Bidders spent more than €250,000 on rare books, manuscripts and maps at Fonsie Mealy Auctioneers' sale in the Clyde Court Hotel, Dublin on Tuesday. More than 950 lots went under the hammer and some 75 per cent sold. The highest price achieved was for a set of five workhouse minute-books from
Co Tipperary, dating from the Famine, which sold for € 4,200 (€1,200-€1,600). The Commentaries of Caesar by William Duncan, (1753), made €3,400 (€550-€750). A first edition of Whoroscope by Samuel Beckett, one of 100 copies, signed and inscribed by Beckett to his college friend Billy Cunningham was sold, with a photograph showing Cunningham beside Beckett on a golf links, for €4,200 (€3,000-€5,000).

Oriental Field Sports by Capt Thomas Williamson, made €1,100 (€700-€1,000); and, a second edition, 1813, and missing some plates, of the two-volume Narrative of a Five Year Expedition by Capt JG Stedman made €240 (€300-€400).

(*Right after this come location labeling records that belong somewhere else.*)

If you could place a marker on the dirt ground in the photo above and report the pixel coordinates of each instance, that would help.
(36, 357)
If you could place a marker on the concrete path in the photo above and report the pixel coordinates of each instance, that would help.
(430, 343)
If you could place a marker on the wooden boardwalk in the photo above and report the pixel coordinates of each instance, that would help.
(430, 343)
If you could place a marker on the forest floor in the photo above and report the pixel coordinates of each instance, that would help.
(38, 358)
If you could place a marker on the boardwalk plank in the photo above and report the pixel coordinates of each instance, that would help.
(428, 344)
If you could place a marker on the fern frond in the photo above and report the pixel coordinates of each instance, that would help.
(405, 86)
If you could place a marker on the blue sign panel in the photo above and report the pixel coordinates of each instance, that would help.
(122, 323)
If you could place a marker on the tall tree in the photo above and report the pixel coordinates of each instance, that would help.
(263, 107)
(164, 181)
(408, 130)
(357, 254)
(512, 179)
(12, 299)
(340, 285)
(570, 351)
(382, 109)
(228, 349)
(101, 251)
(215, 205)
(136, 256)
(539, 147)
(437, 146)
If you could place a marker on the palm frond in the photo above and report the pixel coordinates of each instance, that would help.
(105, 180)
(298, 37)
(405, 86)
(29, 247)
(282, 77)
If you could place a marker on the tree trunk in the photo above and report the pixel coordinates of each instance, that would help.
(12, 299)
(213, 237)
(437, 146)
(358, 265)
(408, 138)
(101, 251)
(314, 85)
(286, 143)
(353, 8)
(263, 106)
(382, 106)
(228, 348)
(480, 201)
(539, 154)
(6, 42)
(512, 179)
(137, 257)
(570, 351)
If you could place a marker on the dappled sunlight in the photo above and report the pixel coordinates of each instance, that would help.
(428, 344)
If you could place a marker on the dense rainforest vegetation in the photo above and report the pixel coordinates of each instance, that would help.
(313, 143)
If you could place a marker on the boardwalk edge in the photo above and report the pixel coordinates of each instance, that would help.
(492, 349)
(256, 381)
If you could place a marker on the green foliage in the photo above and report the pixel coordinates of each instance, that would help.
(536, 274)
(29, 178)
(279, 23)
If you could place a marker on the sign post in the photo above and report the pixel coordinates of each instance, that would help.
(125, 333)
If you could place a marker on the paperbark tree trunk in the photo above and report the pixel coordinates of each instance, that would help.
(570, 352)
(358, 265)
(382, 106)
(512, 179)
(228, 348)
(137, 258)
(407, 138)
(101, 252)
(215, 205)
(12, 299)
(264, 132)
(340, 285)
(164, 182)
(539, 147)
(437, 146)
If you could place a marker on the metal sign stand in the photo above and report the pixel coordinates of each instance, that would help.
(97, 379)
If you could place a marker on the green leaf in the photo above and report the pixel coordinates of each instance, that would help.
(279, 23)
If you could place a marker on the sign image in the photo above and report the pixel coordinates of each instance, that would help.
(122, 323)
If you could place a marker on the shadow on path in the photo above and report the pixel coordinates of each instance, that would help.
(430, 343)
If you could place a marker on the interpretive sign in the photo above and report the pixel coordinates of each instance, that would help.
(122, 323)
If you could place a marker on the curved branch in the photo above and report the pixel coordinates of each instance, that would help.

The unpublished journal of Henry MacDermot, narrating his voyage to the Cape of Good Hope during the Napoleonic wars made €1,500 (€1,200- €1,800). Through Connemara in a Governess Cart by Somerville and Ross made €190 (€120-€180) A collection of 10 documents relating to 19th-century poteen seizures in Co Carlow made €140 (€150-€180). The Dolmens of Ireland by William C Borlase sold for €400, well below the estimate (€750-€1,250) but the Indexes to Irish Wills (1909-1920) exceeded the estimate and sold for €420 (€200-€300).